Bi/Gay Heterosexually Married Men

Gay and bi men that stay married to women

For a variety of reasons, bi and gay men marry and choose to stay married to women. Publicly, family and socially it is easier. They get all the benefits of being married. Also, if a guy is bi, it is much less likely that he has taken the time to really immerse himself in the gay community to really have a deep exclusive emotional/sexual relationship with a man. So he is more likely to on many levels to just see it primarily as a sexual need.

For gay men that stay married, there are also many pressures to do so; religious, family, financial, and just plain old fear of the unknown. One of the earliest stereotypes of being gay is the alone gay man; the funny uncle that never gets to happiness. Most people have the ability to rationalize anything. To end any marriage/relationship especially one of any significant length, takes a lot of courage and a willingness to embrace the unknown. Also it means dealing with the negative internalized images of what it means to be gay and facing the negative images of others.

I have also seen a lot of men stay married in name or legally only to provide benefits for the wife. While I can understand the sentiment, it prevents the wife from moving on and tells her that she is not capable of taking care of herself. And it does not provide her with the incentive to do so. If there should come a time that a divorce is required, the man then has that many more years of marriage that is counted against him from an alimony perspective and divorces do not happen overnight. They can be very drawn out, expensive and emotional exhausting. If you are going to end a relationship, end it. It is kinder to all 99% of the time. Again it also prevents the man from being completely available. As same sex marriage and domestic partnerships become more common why would the gay man not be offering these benefits to his same sex partner? I believe this is a form of internalized homophobia to not be treating each relationship in the same way. What about inheritance, the right to make decisions when you are ill or incapacitated? Staying married to the wife even in name only increasingly complicates a life already complicated enough.

A woman in a marriage just as a man deserves to be loved, wanted and desired. It is not fair to her either to stay in a loveless marriage of convenience, unless both agree to that. It is very painful to be in an empty relationship even if is not acknowledged or addressed. I recommend Amity Buxton’s The Other Side of the Closet to get a better picture of the straight spouse and the issues there.

There are two possible paths to being gay and staying married; one healthy and one unhealthy. First of all it is possible to be faithful and or monogamous in any relationship. If you are not getting your needs met then you either need to suck it up or choose another path. Infidelity does not break up relationships, dishonesty does. Bisexuality is not an excuse to be unfaithful.

The Healthy way

I believe that in order for a gay man to be heterosexually married and have a relationship with a man and I am talking more than sex on the side, the only healthy way to do it is polyamory. Only by having acknowledged relationships can there be the space to grow as people and as a relationship. Polyamory is not easy and it requires all be flexible and there be open ongoing communication. If a man must stay married to a woman and wants his relationships to be healthy I don’t see another option for having a same sex relationships as well.

The Unhealthy ways

There are many more possibilities here. Most who choose to have sex with men while still married to a woman will simply cheat on their wives. They will reduce being gay to simply having sex with men. To simply cheat or have an unacknowledged open relationship is to institutionalize the shame of homosexual sex. It belittles all parties and creates an inherent dishonesty. It stops emotional and personal growth. The price to ones self and partners is very high.

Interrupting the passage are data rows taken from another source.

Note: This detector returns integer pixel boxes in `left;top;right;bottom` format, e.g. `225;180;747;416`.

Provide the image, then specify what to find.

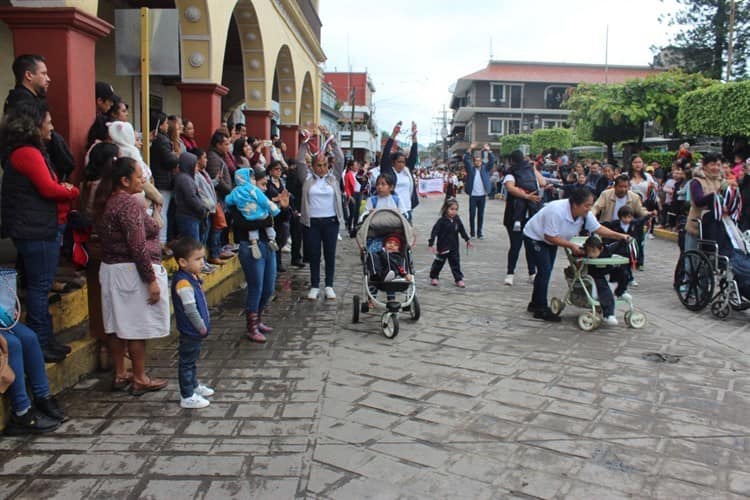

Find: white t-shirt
523;200;601;242
308;174;336;218
471;167;487;196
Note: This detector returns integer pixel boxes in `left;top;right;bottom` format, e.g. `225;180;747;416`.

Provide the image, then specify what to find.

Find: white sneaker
620;292;633;304
193;384;216;398
604;315;617;326
180;393;211;410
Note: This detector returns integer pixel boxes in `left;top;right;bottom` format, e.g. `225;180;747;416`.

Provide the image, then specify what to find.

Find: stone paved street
0;196;750;499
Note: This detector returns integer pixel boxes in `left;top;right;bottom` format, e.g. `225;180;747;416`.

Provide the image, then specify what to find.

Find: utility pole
727;0;736;81
349;87;357;159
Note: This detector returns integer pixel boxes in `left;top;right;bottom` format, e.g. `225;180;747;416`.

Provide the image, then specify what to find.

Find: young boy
224;168;279;260
372;233;413;281
583;236;630;326
171;238;214;409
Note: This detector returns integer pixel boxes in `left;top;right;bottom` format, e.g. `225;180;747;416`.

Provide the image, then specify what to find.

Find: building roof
452;61;663;95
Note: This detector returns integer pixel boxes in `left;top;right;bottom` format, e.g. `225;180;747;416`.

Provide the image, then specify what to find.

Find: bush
531;128;573;154
677;81;750;136
500;134;531;156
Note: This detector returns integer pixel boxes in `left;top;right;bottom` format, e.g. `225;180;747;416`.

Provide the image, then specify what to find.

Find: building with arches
0;0;325;171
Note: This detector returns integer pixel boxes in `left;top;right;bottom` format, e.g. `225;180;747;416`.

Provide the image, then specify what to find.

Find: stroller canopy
357;208;414;248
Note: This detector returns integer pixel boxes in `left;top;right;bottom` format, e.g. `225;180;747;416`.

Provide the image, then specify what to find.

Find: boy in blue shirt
170;238;214;409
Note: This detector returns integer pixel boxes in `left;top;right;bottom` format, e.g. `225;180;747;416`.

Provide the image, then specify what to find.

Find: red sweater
10;146;79;224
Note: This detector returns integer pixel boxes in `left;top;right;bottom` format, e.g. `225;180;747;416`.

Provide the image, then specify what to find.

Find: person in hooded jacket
174;153;208;241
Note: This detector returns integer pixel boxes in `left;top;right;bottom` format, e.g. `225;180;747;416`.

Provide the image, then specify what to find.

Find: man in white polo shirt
523;186;630;321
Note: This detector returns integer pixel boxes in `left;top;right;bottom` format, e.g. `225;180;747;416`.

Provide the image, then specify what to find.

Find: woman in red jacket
0;102;78;362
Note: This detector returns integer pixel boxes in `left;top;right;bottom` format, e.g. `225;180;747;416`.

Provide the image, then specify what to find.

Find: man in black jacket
149;111;178;244
3;54;75;181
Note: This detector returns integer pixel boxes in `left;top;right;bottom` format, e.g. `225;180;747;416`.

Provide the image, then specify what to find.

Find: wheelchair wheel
352;295;360;323
674;250;714;311
380;312;398;339
711;297;730;319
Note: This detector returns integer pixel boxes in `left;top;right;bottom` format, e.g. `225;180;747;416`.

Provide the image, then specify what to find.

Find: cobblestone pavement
0;197;750;499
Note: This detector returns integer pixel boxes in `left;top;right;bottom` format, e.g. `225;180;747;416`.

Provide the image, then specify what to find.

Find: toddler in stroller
352;208;420;338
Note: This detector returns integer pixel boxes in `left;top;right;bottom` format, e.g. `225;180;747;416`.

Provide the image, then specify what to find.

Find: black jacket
0;146;57;241
427;215;469;253
150;133;177;191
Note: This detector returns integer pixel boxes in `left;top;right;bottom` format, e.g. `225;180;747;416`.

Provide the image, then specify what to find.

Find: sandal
130;377;168;396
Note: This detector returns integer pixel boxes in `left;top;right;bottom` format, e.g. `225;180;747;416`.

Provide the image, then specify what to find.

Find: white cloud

Whether it is an ongoing sexual contact with one person or a hook up in a bookstore, hotel, bathhouse or tea room, they all do the same damage to the self, relationship and others.

Some men create open relationships. On the surface this is a better option. It reduces at least one level of dishonesty, however again it treats the homosexual contact as just sex. It does not allow for or create the opportunity for a real relationship that deepens emotionally and creates trust and vulnerability. At best this creates the age-old situation of having a mistress. Why an open gay man would be comfortable or willing to settle for the crumbs of another relationship is the subject for another article. So what will happen if a married man falls in love with another man and wants a committed relationship? What would that look like if he is still married to a woman?

One option I have seen up close and I see ads for all the time is for two heterosexually married gay men looking for each other to create a secondary relationship that is generally thought to be a closed loop. Again the wives are generally unaware of the secondary relationship and I have seen the couples become best friends. Of course when the wives find out, it usually falls apart. Again the secrecy is damaging to all involved and unhealthy. Dishonesty, especially ongoing dishonesty is a cancer in all the relationships.